CD Recensies

BERLIOZ: HAROLD EN ITALIE; LA CAPTIVE, E.A., LAWRENCE POWER

Berlioz: Harold en Italie op. 16; La captive op. 12. Martini: Plaisir d’amour (bew. Berlioz); Weber: Andante e rondo ungarese op. 35 J. 158; Aufforderung zum Tanz op. 65, J. 260 (bei. Berlioz). Lawrence Power het het Bergen filharmonisch orkest o.l.v. Andrew Manze. Hyperion CDA 68193 (71’11”). 2017

 

Nadat hij in 1831 een concert met zijn eigen muziek had gegeven, werd Berlioz benaderd door zijn bewonderaar Paganini. De vermaarde virtuoos vroeg hem om een stuk te schrijven waarin hij met zijn recent aangeschafte altviool van Stradivari kon pronken.

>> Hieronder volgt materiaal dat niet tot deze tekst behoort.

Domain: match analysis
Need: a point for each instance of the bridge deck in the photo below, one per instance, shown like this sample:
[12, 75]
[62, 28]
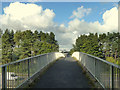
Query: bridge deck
[65, 73]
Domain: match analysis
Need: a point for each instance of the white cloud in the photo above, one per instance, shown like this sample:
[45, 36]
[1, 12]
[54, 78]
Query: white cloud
[81, 12]
[26, 16]
[20, 16]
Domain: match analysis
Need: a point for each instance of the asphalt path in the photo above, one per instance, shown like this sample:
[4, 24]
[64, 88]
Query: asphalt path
[65, 73]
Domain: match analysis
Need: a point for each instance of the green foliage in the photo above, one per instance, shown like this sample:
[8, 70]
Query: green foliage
[103, 46]
[24, 44]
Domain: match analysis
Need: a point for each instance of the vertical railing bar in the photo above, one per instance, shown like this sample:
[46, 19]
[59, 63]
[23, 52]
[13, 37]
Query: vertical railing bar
[8, 77]
[28, 68]
[4, 77]
[112, 77]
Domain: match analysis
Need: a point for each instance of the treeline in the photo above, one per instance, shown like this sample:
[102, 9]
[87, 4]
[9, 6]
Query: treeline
[103, 45]
[22, 44]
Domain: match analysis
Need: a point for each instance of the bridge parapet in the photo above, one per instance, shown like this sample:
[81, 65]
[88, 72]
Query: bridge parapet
[15, 74]
[106, 73]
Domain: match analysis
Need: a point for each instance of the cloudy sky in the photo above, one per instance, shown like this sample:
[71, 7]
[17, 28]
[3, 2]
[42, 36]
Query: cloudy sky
[67, 20]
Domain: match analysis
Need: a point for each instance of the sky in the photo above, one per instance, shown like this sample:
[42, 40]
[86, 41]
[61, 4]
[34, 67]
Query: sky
[67, 20]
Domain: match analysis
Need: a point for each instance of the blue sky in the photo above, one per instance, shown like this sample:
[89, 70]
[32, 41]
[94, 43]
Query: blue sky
[63, 10]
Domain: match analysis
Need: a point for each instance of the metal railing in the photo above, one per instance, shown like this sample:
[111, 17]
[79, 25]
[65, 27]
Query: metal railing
[14, 74]
[106, 73]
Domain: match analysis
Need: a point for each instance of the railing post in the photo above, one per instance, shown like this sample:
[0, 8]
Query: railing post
[95, 67]
[112, 77]
[4, 77]
[28, 68]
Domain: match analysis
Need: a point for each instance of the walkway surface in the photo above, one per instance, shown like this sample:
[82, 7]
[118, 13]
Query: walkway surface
[65, 73]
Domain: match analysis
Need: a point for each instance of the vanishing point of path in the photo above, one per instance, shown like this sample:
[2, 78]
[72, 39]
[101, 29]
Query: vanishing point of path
[65, 73]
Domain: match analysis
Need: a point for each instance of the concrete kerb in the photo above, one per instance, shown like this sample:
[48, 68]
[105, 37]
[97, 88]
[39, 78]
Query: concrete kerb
[92, 81]
[36, 77]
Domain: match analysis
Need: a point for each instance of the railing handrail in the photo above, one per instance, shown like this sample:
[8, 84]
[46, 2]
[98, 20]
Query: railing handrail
[111, 64]
[24, 59]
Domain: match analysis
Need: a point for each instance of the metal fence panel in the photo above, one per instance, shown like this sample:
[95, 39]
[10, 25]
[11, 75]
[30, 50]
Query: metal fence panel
[106, 73]
[13, 75]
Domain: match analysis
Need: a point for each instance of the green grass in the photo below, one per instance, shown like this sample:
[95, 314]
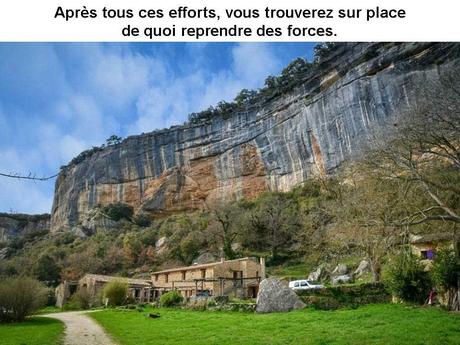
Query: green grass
[293, 271]
[373, 324]
[34, 331]
[48, 310]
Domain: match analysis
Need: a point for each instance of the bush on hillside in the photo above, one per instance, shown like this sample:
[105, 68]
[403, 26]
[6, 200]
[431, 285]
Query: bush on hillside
[119, 211]
[20, 297]
[345, 296]
[407, 278]
[446, 275]
[171, 299]
[116, 292]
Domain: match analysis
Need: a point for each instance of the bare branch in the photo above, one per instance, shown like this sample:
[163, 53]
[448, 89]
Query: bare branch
[28, 177]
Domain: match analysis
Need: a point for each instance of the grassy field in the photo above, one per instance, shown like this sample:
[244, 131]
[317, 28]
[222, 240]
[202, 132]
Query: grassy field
[34, 331]
[373, 324]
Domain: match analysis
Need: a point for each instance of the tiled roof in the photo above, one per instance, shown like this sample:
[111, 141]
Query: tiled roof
[195, 267]
[105, 279]
[426, 238]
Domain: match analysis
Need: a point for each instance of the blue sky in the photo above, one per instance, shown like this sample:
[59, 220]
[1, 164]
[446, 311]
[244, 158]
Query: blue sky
[57, 99]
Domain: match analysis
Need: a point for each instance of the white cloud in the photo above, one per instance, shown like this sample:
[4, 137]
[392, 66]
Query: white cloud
[62, 108]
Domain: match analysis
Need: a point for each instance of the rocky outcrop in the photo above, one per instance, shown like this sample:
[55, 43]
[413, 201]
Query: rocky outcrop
[13, 225]
[275, 146]
[274, 296]
[340, 270]
[363, 268]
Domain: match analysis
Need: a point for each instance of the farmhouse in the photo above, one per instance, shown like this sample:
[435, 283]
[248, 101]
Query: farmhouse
[239, 278]
[138, 289]
[425, 246]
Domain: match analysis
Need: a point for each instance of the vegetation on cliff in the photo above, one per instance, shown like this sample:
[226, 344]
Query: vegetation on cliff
[291, 76]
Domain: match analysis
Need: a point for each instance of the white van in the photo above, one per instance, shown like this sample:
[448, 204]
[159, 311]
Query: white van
[304, 285]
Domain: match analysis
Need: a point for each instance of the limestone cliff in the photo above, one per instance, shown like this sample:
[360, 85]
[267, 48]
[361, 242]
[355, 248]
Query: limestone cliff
[14, 225]
[276, 146]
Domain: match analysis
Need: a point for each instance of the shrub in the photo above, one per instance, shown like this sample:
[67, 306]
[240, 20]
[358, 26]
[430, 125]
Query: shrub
[446, 275]
[119, 211]
[345, 296]
[446, 269]
[20, 297]
[116, 292]
[171, 299]
[407, 278]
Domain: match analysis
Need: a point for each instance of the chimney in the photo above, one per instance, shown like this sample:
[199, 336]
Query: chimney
[262, 267]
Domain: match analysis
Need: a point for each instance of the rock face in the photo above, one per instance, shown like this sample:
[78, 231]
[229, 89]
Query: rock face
[340, 279]
[319, 275]
[13, 225]
[363, 268]
[274, 296]
[281, 143]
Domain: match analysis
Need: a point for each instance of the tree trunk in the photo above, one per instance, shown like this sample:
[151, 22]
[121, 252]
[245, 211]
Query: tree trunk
[376, 271]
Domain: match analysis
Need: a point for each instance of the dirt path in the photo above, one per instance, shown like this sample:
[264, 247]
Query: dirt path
[80, 329]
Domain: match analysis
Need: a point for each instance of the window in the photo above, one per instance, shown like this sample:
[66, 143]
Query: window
[428, 254]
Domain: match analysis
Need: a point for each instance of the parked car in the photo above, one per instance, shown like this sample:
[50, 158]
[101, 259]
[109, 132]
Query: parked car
[304, 285]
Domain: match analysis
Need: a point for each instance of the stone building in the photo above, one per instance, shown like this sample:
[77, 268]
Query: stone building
[425, 246]
[138, 289]
[239, 278]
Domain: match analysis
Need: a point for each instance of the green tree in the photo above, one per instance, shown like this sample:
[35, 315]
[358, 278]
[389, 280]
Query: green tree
[20, 297]
[407, 278]
[446, 274]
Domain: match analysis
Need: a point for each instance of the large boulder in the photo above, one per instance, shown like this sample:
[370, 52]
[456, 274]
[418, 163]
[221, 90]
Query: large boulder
[321, 274]
[274, 296]
[341, 279]
[340, 270]
[363, 268]
[3, 253]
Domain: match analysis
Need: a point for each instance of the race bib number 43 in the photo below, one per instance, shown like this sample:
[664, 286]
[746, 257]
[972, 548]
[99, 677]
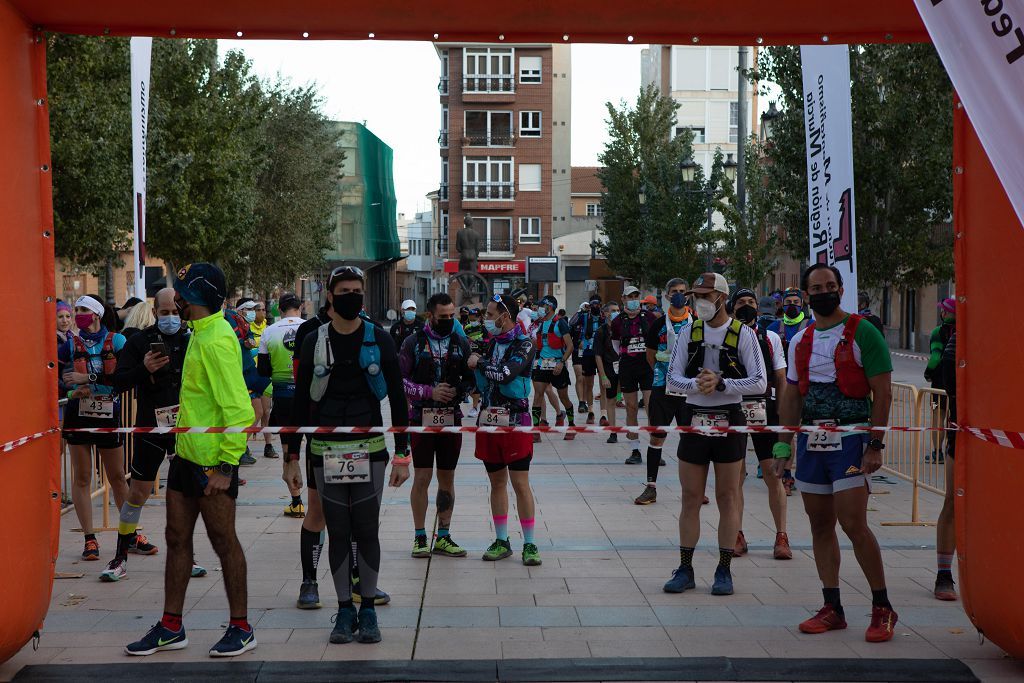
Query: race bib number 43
[96, 407]
[438, 417]
[824, 441]
[346, 465]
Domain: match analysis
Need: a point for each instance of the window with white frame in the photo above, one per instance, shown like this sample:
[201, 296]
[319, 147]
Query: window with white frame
[488, 128]
[529, 124]
[488, 70]
[529, 70]
[487, 178]
[529, 230]
[529, 177]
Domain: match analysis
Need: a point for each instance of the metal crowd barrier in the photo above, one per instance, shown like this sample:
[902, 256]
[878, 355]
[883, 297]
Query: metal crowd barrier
[916, 457]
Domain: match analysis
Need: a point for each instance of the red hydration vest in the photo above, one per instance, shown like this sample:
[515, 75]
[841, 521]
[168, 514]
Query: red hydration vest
[81, 356]
[555, 340]
[850, 377]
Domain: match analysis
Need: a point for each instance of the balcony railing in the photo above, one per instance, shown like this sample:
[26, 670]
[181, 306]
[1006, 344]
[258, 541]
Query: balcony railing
[478, 139]
[488, 191]
[488, 84]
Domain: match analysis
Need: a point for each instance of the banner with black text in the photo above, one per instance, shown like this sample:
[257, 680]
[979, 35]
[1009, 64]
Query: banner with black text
[981, 45]
[141, 51]
[828, 134]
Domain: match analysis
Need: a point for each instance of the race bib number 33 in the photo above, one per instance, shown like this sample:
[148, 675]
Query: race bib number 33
[346, 465]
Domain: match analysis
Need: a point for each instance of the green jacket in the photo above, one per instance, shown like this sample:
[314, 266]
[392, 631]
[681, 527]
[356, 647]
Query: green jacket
[213, 394]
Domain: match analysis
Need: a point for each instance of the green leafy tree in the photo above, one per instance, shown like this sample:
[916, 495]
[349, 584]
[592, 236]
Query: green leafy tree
[659, 239]
[90, 131]
[902, 154]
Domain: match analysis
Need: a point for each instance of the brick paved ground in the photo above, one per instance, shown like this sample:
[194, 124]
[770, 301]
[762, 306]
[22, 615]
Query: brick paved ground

Berlioz begon aan het gevraagde werk , maar af naar gored gebruik de hoofdrol aan het orkest. Toen Paganini de partituur van het eerste deel onder ogen kreeg, verloor hij zijn belangstelling voor deze muziek. “Het heeft veel te veel rusttekens en het orkest is bijna steeds aan het woord”, klaagde hij, “ik moet onafgebroken kunnen spelen”.

Berlioz voltooide het werk daarna naar eigen plan een inzicht en beperkte de rol van de altviool tot commentaarstem en enigszins tot gelijke aan de rest van het orkest.

Daarbij liet hij zich inspireren door het gedicht Childe Harold’s pilgrimage van lord Byron.Het werk illustreert echter geen specifieke passages uit dat gedicht, maar draait om het concept van een reiziger die het leven van enige afstand beziet, en niet participerend becommentarieerd.

De altviool speelt in de vier delen - ‘Harold in de bergen’, ‘De pelgrimsmars’, ’Serenade’ en ‘De roversorgie’ verschillende versies van het eigen thema. In de finale, die schatplichtig is aan Beethovens Negende, worden de thema’s uit de vorige delen nog eens aangehaald voordat de altviool in een orkestrale draaikolk wordt opgezogen.

Van het werk bestaan heel wat opnamen; de tot nu toe mooiste waren van Tabea Zimmermann (LSO Live 0040), Nobuko Imai (Philips 416.431-2) en Rivka Golani (Naxos 8.55034). 

Bij hen voegt zich nu Lawrence Power en die ziet in Byrons held primair de wat verstrooide, dromerige held die vooral is geïnteresseerd in filosofische gedachten en deze met een zeker charisma en een mooi gepolijste toon een eigen karakter verleent.

Met citerachtig zoemende arpeggio’s zorgt hij soms voor haast griezelige momenten en toont hij een interessante opvatting van zijn rol. Duidelijker, nadrukkelijker komt hij naar voren in La captive en de andere stukken van     Jean Paul Gilles Martini en Carl Maria von Weber die Berlioz bewerkte.

Het zijn mede die extra’s die een pré vormen van deze uitgave.